В

Весенний слон

Время на прочтение: 12 мин.

Она как будто провалилась в другой мир. Именно так она себя и чувствовала, когда шагала по мерзлой улице, и ее обтекали прохожие, такие же точно, как неделю назад, и гудели в пробке машины, и в киоске точно так же продавали журналы и всякую китайскую дребедень — зоопарк ведь рядом. Люди говорили в телефоны, пили кофе на ходу, тащили на буксире детей, спешили, а она не могла себе представить, что вот еще совсем недавно была одной из них, и не существовало этого невидимого стекла, которое теперь окружило ее глухим пузырем. 

Этим стеклом ее отрезало от прежнего напрочь, она не могла, да и не пыталась вспомнить сейчас ту неделю благополучной, солнечной жизни, когда самой большой их с Саней проблемой была свекровь, названивавшая каждый час с предложениями, как назвать новорожденную. Они не говорили, что уже выбрали имя. Охраняли от всех ту внутреннюю тишину, в которой медленно, чутко прислушивались, вглядываясь в деткино лицо: Вероника? 

Врач «Скорой» сказала: «Ну вы же опытная мать! У вас, вон, старший мальчик растет». И это было еще там, в нормальном мире, где она подивилась абсурдности этой фразы: да я у взрослого никогда не видела одышки, не то что у младенца, откуда вообще можно знать, как она выглядит? Теперь она знала. Могла и других научить: видишь, втягивается яремная впадинка? А кожа, тонкая нежная кожа между ребер ходит ходуном — видишь? 

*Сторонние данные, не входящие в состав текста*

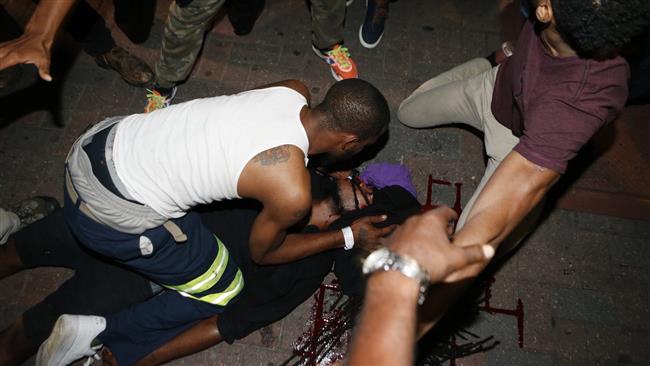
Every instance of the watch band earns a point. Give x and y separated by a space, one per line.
383 259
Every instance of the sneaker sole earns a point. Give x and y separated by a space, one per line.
368 45
46 349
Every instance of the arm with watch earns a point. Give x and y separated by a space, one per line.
418 254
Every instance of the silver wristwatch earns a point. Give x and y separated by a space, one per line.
383 259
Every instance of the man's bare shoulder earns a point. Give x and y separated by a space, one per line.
294 84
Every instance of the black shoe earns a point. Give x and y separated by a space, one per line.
133 70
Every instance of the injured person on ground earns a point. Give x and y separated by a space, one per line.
137 320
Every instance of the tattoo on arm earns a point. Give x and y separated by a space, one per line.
299 214
273 156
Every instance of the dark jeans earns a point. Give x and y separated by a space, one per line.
94 288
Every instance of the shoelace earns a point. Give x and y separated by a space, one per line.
155 100
341 55
90 360
381 14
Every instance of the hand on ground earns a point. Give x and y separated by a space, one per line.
27 49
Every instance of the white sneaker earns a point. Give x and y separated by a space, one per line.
70 340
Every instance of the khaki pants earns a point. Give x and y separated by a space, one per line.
327 17
464 95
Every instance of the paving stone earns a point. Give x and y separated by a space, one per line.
585 305
571 341
583 279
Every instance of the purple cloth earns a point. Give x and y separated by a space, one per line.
380 175
554 105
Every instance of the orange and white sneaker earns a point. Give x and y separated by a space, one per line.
341 64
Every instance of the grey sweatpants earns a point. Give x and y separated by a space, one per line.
464 95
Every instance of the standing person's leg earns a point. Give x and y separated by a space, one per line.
464 94
89 29
200 269
135 18
184 32
455 96
327 19
49 242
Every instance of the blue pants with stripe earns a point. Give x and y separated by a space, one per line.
135 332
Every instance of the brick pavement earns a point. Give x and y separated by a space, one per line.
583 279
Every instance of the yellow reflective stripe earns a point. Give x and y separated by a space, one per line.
222 298
208 279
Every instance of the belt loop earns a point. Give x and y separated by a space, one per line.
176 232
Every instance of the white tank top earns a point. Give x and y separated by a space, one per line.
193 153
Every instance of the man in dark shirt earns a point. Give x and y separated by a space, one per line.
536 111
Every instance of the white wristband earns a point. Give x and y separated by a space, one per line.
348 237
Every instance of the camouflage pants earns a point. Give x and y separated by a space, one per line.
183 38
327 17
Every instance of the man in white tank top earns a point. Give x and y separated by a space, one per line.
130 182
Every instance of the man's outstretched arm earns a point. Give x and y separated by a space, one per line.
386 331
514 189
33 47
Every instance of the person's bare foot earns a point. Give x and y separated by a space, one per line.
107 357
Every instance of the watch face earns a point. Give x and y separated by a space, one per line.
372 262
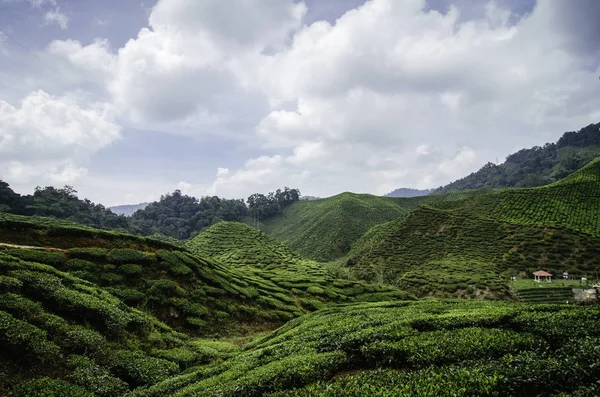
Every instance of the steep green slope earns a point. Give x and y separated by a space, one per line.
253 254
56 325
536 166
239 244
556 227
325 229
572 203
425 348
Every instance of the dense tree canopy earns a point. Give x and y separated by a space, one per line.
175 215
537 166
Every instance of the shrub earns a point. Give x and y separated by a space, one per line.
128 295
82 339
126 255
81 264
95 378
138 369
23 339
46 387
94 254
130 269
39 256
10 283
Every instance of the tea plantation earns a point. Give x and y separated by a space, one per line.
240 312
324 229
466 244
426 348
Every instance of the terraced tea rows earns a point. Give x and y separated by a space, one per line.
425 348
324 229
546 295
239 244
430 234
254 255
572 203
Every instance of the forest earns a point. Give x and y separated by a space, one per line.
175 215
537 166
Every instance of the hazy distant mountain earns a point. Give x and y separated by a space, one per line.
407 192
129 209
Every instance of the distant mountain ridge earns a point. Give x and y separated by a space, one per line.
537 166
408 192
128 209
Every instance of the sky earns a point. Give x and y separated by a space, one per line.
129 100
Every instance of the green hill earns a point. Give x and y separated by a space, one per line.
324 229
537 166
239 244
572 203
253 254
103 313
465 244
61 335
426 348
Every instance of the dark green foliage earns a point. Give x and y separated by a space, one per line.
325 229
95 254
49 258
180 216
427 348
46 387
183 356
536 166
9 284
126 255
137 369
95 378
130 269
262 207
81 265
20 339
478 240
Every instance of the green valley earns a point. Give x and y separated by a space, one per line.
352 295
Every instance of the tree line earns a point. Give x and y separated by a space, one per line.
175 215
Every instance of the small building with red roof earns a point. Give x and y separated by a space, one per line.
542 276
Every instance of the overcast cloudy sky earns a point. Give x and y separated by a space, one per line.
126 100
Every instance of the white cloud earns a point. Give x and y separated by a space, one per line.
51 138
56 17
390 95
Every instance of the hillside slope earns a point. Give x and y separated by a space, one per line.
104 313
506 231
62 335
253 254
572 203
239 244
324 229
537 166
425 348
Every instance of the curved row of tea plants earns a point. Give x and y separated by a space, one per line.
426 348
476 247
61 335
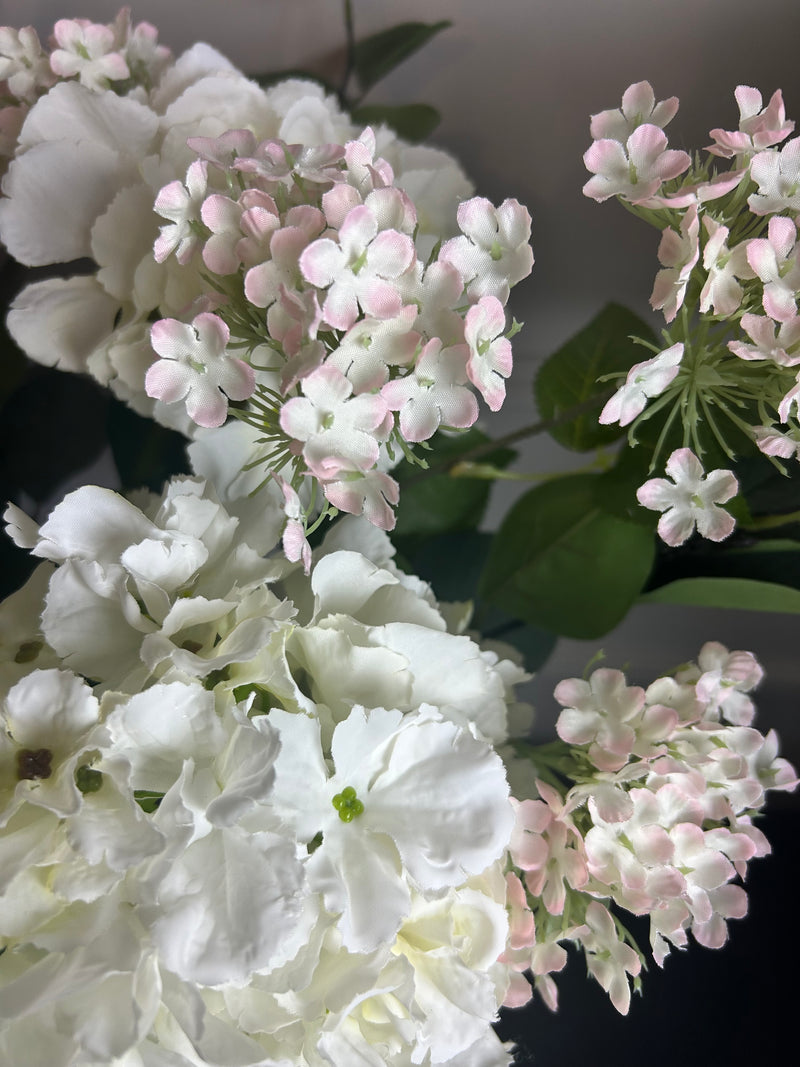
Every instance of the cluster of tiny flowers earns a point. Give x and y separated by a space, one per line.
116 56
648 807
248 817
353 334
342 288
728 287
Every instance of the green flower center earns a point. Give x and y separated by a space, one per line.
348 805
33 763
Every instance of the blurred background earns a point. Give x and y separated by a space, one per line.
515 82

Дорога длилась час, через все московские пробки, и Ника слабела у нее на руках, а доехав, она услышала, что ребенок у нее реанимационный, а реанимация на ремонте, и что им вызвали другую «Скорую», с реанимационной бригадой, чтобы те увезли их куда-нибудь еще. Другая бригада ехала за ними еще почти час. 

Попадая в такое, человек как будто расслаивается. Сверху, все истончаясь, цеплялось за жизнь ее всегдашнее рациональное «я», ее разум — и сейчас он был начеку, схватывал обрывки фраз, считал минуты, лихорадочно строил варианты. Но под ним она обнаружила огромную, темную, звериную себя — такую, какой раньше не знала. Та, другая ее часть заступала дорогу смерти, торговалась с судьбой, была готова хрипеть, и выть, и драться, цепляться зубами, есть землю, обещать кому угодно что угодно, продать себя и других с потрохами, выменять Нику, какую бы цену ни попросили — только вот не с кем было договориться. 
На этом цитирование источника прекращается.